A VERY important concept for this document, which is misunderstood by a great majority of clients I speak to, is the limits of it. A Durable Power of Attorney is a TOOL, meaning it allows someone to act on your behalf. This means they have to act either with your EXPLICIT instruction (i.e. sell that house and handle my banking) or IMPLICIT instruction (i.e. you are unable to sell your house or do you banking due to incapacity and it’s necessary for your finances). Any instance of an Agent (often called an Attorney in Fact) telling their parent they must move into a nursing home because of a Power of Attorney is a misuse, or at least misunderstanding, of this document.
Health Care Directive.
A Health Care Directive is a statute driven document which answers the question of what to do if you are in a permanent vegetative state or terminally ill and unconscious, within the meaning the definition of the statute. It allows, after the consensus of two doctors and their documented signatures, the removal of certain life sustaining treatments, such as air and hydration, as though you were conscious to instruct them so. This document is facially simple, but the effects of it can require time and some reflection.
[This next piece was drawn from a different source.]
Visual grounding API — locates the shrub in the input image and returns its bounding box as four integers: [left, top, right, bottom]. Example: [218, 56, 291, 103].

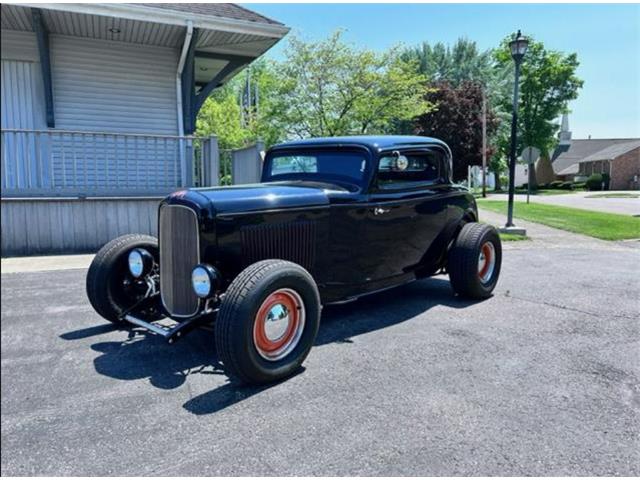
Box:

Community Property Agreement.
A Community Property Agreement (CPA) is an agreement between spouses that redefines property between them. Typically it comes with what are known as “prongs”, with between 1-3 prongs depending on what the client is trying to accomplish. Usually a first prong states that all property the spouses owned before marriage is now Community Property. Typically a second prong states that all property the spouses currently own and will own, despite the source, will become Community Property. The last prong typically says that upon the death of the first spouse, all property passes to the survivor.
This agreement is popular in avoiding probate for one of the spouses and saving some fees. It also works to simplify defining assets for marriages that included a disparate amount of Separate and Community property. Depending on what a client is trying to accomplish, not all three (3) prongs are needed.